Pig skin samples (from back and flanks) were used as the test system. Pig skin from 2 males and 1 female pig weighing 91.5 - 120 kg was obtained from Butchery Kunzli, CH-1724 Praroman-Le-Mouret, Switzerland. Two skin samples were obtained from each pig. In total, 6 skin samples were used in the study.

The integrity of each skin (6 skin samples) was monitored by examination of penetration characteristics using tritiated water, which resulted in 0.6 to 1.6% of the applied dose found after 4 hours in the receptor fluids for all skin samples (was within the limit of acceptance of ≤ 2.0%).

After checking the skin integrity, 400 mg of the typical hair dye formulation (100 mg/cm2), containing 0.5% test material (i.e. 0.5 mg/cm2) was applied to skin samples for 30 minutes. After completion of the exposure period, the samples were washed off with water and shampoo and the amount of test material in the rinsing solutions was determined.
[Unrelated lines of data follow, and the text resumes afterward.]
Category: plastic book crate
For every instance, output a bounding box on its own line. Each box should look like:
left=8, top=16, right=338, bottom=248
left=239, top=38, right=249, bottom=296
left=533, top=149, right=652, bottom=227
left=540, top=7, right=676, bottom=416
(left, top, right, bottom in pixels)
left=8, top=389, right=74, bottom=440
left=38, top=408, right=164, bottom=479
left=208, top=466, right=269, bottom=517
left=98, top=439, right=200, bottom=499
The receptor fluid was sampled at 16, 24, 40, 48, 64 and 72 hour intervals to determine the test material concentration. At the termination of the experiment, the skin was heat-treated to separate the upper and lower skin compartments. The different matrices (rinsing solution, receptor fluid, lower skin and upper skin) were processed and analyzed by means of a scintillation counter to determine radioactive concentration. 

The majority of the test material was recovered in the rinsing solutions (91.86% or 0.428 ± 0.021 mg/cm2). Small amounts of test material were detected in the upper skin (0.543% or 2.442 ± 0.572 µg/cm2), in the lower skin (0.037% or 0.171 ± 0.075 µg/cm2) and in the fractions of the receptor fluid collected within 72 hours (0.031% or 0.142 ± 0.083 µg/cm2).

The mass balance (total recovery) was 93.4 to 103.5% of the dose applied to the pig skin samples.

With respect to the receptor fluid samples, test material was detectable predominantly within the first fraction collected (fraction 0 - 16 hours). In the fractions collected after 24 hours, the detected amounts of test material were below the limit of detection/quantification thus indicating, that test material remaining on or in the skin after the washing step does not tend to migrate to deeper layers (no depot effect).

Under the test conditions, a maximum amount of 0.313 ± 0.112 µg/cm2 of 4-amino-m-cresol (Oxyrot) was considered as biologically available when 100 mg/cm2 hair dye formulation containing 0.5 % of test material was applied to pig skin for 30 minutes, in the presence of reaction partner (n = 6; receptor fluid + lower skin: 0.142 µg/cm2 + 0.171 µg/cm2).

This cutaneous absorption (in vitro) study is classified as acceptable, and satisfies the guideline requirements of the OECD 428 method.